Scala pattern matching with combinations over parameter list

Question

I have a case class Pair(a: Int, b: Int), which represents a pair of 2 integers. In order to have Pair(2, 5) == Pair(5, 2), I overrided the equals method as follows.

override def equals(that: Any): Boolean = that match {
  case Corner(c, d) => (a == c && b == d) || (a == d && b == c)
  case _ => false
}

Now the equality holds true, Pair(2, 5) == Pair(5, 2) returns true, like I wanted. However, this does not work when pattern matching:

Pair(2, 5) match {
  case Pair(5, 2) => print("This is what I want")
  case _ => print("But this is what I get")
}

Could anyone please assist me? Can/should I even do it this way? What are the alternatives? I really don't want to write case Pair(2, 5) | case(5, 2) => every time I pattern match with pairs.

Answer 1

Short answer:
That just won't work. You could rework your statement like this though:

Pair(2, 5) match {
  case that if that == Pair(5, 2) => println("This is what I want")
  case _ => println("nope")
}

Long answer:
When you match on a case class, it's not using equals; it's actually using the companion object's unapply method. In fact a large majority of the "magic" behind scala's match/case statements boils down to unapply.
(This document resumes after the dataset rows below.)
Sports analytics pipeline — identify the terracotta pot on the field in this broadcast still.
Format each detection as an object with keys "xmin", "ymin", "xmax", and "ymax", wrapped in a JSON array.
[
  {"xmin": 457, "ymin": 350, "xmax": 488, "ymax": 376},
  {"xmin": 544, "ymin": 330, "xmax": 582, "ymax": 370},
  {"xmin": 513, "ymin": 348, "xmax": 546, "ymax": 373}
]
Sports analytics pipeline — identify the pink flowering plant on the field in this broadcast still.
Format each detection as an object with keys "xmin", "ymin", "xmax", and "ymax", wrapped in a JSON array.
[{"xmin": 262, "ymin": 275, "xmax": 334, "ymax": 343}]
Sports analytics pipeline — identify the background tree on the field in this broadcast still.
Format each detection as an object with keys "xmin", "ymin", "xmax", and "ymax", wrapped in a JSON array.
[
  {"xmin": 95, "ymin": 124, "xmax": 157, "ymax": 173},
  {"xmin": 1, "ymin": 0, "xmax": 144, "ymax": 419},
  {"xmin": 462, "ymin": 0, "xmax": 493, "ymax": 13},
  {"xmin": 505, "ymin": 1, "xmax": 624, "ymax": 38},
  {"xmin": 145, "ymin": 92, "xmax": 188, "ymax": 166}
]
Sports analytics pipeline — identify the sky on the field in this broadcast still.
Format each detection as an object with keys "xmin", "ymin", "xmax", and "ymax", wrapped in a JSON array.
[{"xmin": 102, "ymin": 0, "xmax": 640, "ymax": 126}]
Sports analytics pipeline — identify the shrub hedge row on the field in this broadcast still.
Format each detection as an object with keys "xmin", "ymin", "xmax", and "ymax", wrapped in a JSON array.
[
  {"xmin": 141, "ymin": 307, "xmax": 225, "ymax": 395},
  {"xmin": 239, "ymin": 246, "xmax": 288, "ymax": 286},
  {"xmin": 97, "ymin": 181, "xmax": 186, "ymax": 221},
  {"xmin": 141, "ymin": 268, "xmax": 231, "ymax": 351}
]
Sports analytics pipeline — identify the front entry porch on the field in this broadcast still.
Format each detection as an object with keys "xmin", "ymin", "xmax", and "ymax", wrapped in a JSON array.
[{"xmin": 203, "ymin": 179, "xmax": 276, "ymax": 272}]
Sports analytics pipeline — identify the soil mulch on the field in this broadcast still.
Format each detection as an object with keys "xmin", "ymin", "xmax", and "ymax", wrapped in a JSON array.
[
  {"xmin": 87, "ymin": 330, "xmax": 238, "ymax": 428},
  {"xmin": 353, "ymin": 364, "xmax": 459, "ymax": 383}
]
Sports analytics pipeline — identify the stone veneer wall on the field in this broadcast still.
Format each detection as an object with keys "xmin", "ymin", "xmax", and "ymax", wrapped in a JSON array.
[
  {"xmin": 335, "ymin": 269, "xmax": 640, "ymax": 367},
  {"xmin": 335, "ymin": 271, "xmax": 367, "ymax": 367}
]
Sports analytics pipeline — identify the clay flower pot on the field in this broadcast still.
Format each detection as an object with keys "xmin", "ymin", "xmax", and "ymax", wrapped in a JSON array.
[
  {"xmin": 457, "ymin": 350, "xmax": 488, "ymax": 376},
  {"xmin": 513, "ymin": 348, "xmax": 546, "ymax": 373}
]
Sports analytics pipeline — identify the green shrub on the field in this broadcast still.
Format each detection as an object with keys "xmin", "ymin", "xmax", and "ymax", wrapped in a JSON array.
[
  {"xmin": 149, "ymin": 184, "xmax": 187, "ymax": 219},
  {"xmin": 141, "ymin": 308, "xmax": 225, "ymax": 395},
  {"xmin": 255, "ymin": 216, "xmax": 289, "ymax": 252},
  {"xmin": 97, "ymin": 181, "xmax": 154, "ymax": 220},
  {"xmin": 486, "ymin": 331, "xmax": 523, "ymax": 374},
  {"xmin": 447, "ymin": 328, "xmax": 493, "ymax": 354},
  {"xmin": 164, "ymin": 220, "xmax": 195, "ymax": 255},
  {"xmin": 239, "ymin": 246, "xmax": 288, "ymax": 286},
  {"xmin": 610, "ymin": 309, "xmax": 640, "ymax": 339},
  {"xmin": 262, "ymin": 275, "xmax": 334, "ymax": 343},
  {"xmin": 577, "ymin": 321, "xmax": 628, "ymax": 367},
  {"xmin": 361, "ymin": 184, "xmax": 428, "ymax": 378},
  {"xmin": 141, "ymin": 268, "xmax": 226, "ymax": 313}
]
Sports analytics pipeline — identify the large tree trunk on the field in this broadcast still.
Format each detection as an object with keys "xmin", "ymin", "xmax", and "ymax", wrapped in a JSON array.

When you write case class Pair(a: Int, b: Int), you get a lot of things for free. One of them is an extractor, e.g.:

object Pair {
  def unapply(pair: Pair): Option[(Int, Int)] = {
    Some((pair.a, pair.b))
  }
}

So when you say pair match { case Pair(a, b) => ... }, the compiler thinks Pair.unapply(pair), then assigns a to the value in the _1 position of the resulting tuple, and assigns b to the value in the _2 position. (If Pair.unapply(pair) returned None, that case would fail).

Essentially, you can only get one particular value per input from an extractor, but what you are looking for would require two.

Answer 2

I'd say a good solution for this case may be not to override equals, but to disallow unordered pairs instead:

case class Pair(a: Int, b: Int) {
  assert(a <= b, s"First parameter of Pair($a, $b) must be less or equal to the second")
}

object Pair {
  def of(a: Int, b: Int) = if (a <= b) Pair(a, b) else Pair(b, a)
}

Quite unfortunately, Scala doesn't allow "overriding" the apply method in the companion object of a case class, otherwise this would be a very transparent solution.

Answer 3

As Alexey Romanov stated, it is not possible to override the unapply method of case classes. In my case, however, I don't necessarilly need Pair to be a case class, so first I did this:

class Pair(val a: Int, val b: Int)
object Pair {
  def apply(a: Int, b: Int) = new Pair(a, b)

  def unapply(arg: Pair): Option[(Int, Int)] = {
    if (arg.a < arg.b)
      Some(arg.a, arg.b)
    else
      Some(arg.b, arg.a)
  }
}

Pair(5, 2) match {
  case Pair(3, 4) => "It's dumb"
  case Pair (2, 5) => "Matched!"
  case _ => "Doesn't work"
}

Pair(2, 5) match {
  case Pair(3, 4) => "It's dumb"
  case Pair (2, 5) => "Matched!"
  case _ => "Doesn't work"
}

Pair(2, 5) match {
  case Pair(4, 3) => "It's dumb"
  case Pair(5, 2) => "Doesn't match!"
  case _ => "Should have written the digits in ascending order!"
}

As can be seen, it's not perfect – I still have to make sure to write my match cases with the digits in ascending order. However, once I realised that by simply asserting that the values are ordered in the constructor, I can both make the equals method shorter, and have the apply method take care of the sorting, or just do as Alexey Romanov suggested, which is why I marked his answer as the accepted one.